Heck, you count 6 companions... Just from the top of my head I can think of 10 companions, and I know for a fact that there are more than that. You just have to find them throughout the game, and also make the right choices for them to join you. Because, depending on your choices, they might not want to join you. Or, heck, you might even kill them without ever knowing that they were potential companions. How's that for reactivity?
Also, the characters are meant to be their own personas with their own ambitions and goals, their own lives that they were dragged out from and inserted in to the same situation as the rest of you, lives that they want to get back to. Perhaps you don't like them, but they are not meant to be pandered towards the PC. They are meant to have personality, even if you won't like everything about them. Maybe you'd soften up a bit to them if you bothered to get to know them, though.
It is the most minor thing when the core gaming experience we respond to as we play it remains rock-solid and enjoyable. You seem to be hung up entirely on "I was told this, and then they did THIS" with little comment on the actual experience of playing the game.
Except in terms of the writing quality where you commented, where again, I'd ask the question - show me an RPG of this breadth and scope with better writing and characterization than what little most of us have seen by now of Baldur's Gate 3. Mind, you didn't just say isn't good or was average - you referred to it as "trash" which in mind is just plain silly, but you're entitled to you opinion - I'm just hoping you're capable of defending it.
Again, your word, not mine - and we both know this is going to win every award under the sun this year for everything including and especially writing.
I apologise if I was rude. I'm taking a fair bit of flack here and I might have been too defensive.
delusions on full display here
Deadfire has some great writing, first Pillars are a gem in its own right but the writing is very "generic fantasy novel" with occasional moments of brilliance
BG3's world is actually really really small compared to other RPGs. In terms of scale, it's the smallest of all the Baldur's Gates by far. I say this as someone who is nearly done the game. The maps that are here are very, very dense, but that's to off set that there are only a few zones and those, like DOS2, cannot be freely travelled between. Once you get to act 3, you are in Baldur's Gate. There isn't any going back to earlier areas. Baldur's Gate is tiny in compared to BG1.
BG3 is very small and very linear. If you compare it to most RPGs coming out of the Black Isle/Obsidian/Troika tradition of RPG, and to some extent Bioware, if you look at scope and reactivity, then BG3 is... severely lacking.

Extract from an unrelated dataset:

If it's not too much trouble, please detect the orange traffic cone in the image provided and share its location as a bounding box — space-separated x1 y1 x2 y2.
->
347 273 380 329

If anyone disagrees with me, I welcome their position. I certainly am not trying to invalidate anyone's experience with the game by sharing my own. However, I will say that in time, I think that people will see this game as I do. This is my experience in the past with people gradually seeing what I did at the beginning when they are at the end. Forgive me if that sounds pompous. Baldur's Gate 3 is not a once in a generational game that many believe it to be.
I disagree. Pillars was brilliant beneath a veneer of generic fantasy novel. The ideas set forth in that game was rather grand and that they wrote the game to accommodate a variety of different personalities has great because it meant that you often had lines you wanted to say. That the world would then react to those choices-- both positively and negatively was quite clever.
And the implications of the story were fantastic.